Early Bird Goat Cheese and Cauliflower Frittata Recipe

Cauliflower Frittata Recipe, Paleo FrittataI’m a breakfast girl.

It really is my most important meal of the day. If 10 AM hits and I haven’t had it, I’m hangry.

It’s necessity aside, it can get a little boring. I’m big on omelettes and smoothies for my first meal of the day because you can switch up the flavors, but every once in a while I like to throw in a frittata. I used to love frittata’s before my clean-eating days, and this version takes me right back, only switching up the potato with cauliflower, as the textures are similar. I know this isn’t a far stray from an omelette, as it’s essentially just eggs and veggies, but it just feels  different.
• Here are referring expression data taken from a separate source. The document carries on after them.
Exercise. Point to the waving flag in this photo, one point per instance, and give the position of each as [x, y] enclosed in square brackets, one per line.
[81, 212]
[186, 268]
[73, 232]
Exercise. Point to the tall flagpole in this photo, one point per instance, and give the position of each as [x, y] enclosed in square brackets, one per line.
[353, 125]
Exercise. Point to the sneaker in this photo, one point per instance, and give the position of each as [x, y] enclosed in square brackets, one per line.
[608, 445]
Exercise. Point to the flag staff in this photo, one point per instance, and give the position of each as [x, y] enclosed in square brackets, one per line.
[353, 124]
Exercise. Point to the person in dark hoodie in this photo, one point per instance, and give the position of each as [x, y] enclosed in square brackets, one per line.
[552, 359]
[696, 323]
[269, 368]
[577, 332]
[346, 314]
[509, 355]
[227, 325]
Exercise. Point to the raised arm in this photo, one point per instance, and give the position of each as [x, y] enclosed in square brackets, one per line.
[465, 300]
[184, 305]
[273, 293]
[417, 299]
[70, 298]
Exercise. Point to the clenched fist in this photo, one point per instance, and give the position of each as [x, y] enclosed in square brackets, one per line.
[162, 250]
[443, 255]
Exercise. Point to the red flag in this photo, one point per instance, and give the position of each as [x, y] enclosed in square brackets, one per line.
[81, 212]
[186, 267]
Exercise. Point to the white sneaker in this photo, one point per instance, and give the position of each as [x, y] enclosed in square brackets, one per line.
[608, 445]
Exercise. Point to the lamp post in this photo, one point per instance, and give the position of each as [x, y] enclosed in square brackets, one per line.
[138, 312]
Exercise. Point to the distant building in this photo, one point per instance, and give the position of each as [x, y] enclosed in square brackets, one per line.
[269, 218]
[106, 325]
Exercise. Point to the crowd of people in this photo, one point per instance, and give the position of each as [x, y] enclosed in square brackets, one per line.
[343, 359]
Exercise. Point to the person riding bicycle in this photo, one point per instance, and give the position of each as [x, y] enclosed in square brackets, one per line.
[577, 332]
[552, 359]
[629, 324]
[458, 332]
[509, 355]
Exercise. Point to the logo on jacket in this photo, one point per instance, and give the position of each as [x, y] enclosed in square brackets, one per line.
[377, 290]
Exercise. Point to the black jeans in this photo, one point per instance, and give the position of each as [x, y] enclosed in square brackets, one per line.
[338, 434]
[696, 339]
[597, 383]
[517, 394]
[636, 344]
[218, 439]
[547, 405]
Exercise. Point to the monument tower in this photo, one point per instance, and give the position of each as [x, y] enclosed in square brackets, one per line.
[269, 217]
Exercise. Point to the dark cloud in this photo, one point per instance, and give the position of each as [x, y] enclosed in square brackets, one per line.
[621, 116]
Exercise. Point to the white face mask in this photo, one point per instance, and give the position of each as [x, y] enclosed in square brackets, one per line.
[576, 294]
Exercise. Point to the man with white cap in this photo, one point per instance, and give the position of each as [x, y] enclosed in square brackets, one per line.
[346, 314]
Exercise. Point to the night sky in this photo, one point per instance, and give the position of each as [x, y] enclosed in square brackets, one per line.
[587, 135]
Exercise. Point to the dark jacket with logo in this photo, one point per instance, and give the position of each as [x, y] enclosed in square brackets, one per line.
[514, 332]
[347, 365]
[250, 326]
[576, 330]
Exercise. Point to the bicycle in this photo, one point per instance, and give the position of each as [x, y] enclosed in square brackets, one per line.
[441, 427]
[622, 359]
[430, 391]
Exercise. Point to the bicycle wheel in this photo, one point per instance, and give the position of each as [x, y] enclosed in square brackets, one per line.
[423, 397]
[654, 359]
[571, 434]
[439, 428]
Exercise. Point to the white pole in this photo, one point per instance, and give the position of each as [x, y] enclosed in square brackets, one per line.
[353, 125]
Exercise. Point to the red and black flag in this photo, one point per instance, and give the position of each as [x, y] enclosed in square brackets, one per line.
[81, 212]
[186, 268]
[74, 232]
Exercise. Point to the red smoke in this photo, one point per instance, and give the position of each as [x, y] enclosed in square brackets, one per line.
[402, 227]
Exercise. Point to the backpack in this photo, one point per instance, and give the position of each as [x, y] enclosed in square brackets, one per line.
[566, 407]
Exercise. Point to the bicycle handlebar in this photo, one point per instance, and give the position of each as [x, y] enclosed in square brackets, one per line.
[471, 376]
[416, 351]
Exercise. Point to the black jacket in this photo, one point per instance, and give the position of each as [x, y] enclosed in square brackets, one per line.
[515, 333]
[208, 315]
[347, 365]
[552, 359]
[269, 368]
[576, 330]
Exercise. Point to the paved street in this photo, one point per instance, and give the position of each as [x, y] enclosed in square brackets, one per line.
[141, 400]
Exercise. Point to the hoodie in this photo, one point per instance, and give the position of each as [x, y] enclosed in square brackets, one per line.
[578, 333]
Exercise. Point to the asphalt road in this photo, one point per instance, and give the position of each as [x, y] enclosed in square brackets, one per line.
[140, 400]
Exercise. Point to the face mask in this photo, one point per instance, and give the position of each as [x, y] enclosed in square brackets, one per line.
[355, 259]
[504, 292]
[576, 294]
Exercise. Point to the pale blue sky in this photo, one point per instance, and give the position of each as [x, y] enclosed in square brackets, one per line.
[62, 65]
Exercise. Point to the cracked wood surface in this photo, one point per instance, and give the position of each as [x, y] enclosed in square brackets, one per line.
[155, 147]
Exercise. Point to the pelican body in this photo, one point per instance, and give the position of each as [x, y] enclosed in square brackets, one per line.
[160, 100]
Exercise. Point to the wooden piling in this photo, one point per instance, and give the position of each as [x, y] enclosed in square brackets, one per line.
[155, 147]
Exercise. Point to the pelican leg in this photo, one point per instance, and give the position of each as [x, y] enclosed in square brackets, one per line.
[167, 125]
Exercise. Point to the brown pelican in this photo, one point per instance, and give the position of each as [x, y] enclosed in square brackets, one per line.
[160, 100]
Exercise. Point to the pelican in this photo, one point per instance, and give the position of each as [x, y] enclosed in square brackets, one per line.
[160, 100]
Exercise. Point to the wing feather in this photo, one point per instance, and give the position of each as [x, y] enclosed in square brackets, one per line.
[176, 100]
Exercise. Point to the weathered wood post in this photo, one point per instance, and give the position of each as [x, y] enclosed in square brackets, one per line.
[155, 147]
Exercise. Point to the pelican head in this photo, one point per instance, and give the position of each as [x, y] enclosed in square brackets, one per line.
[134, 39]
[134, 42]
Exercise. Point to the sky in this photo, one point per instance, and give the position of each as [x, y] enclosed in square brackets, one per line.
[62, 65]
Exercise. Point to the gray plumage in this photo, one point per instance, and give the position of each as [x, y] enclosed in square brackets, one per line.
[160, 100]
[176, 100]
Plus, I keep the slices in the fridge and heat them up for a quick snack or breakfast throughout the week.

While this version uses spinach and goat cheese in addition to the the cauliflower, you can do this with any cheese-veggie combo; I sometimes throw some sliced black olives in here as well with the spinach; it’s delicious.

Early Bird Goat Cheese and Cauliflower Frittata Recipe

  • 2 TB coconut or olive oil
  • 1 small onion, chopped
  • 2 cups cauliflower florets
  • 4 cups spinach
  • 3 cloves garlic, minced
  • 1 TSP fresh thyme
  • 1/2 cup crumbled goat cheese
  • 8 eggs, whisked
  • 1/4 cup water
  • Salt and fresh pepper to taste

– Preheat boiler on high.

– Heat 1 TB of oil in cask-iron skillet over medium heat and cook onion until translucent. Add cauliflower and water, cover with foil and cook about 5 minutes, until cauliflower is tender when pierced with a fork.

– Add spinach, garlic, thyme, salt and pepper and cook, stir often, until spinach is wilted.

– Add remaining TB of oil and stir to combine. Add whisked eggs to mixture, cover with foil and cook about 5 minutes, until the edges begin to firm.

– Top with goat cheese crumbles and transfer to the oven until cheese is melted and the middle is cooked, about 3 minutes.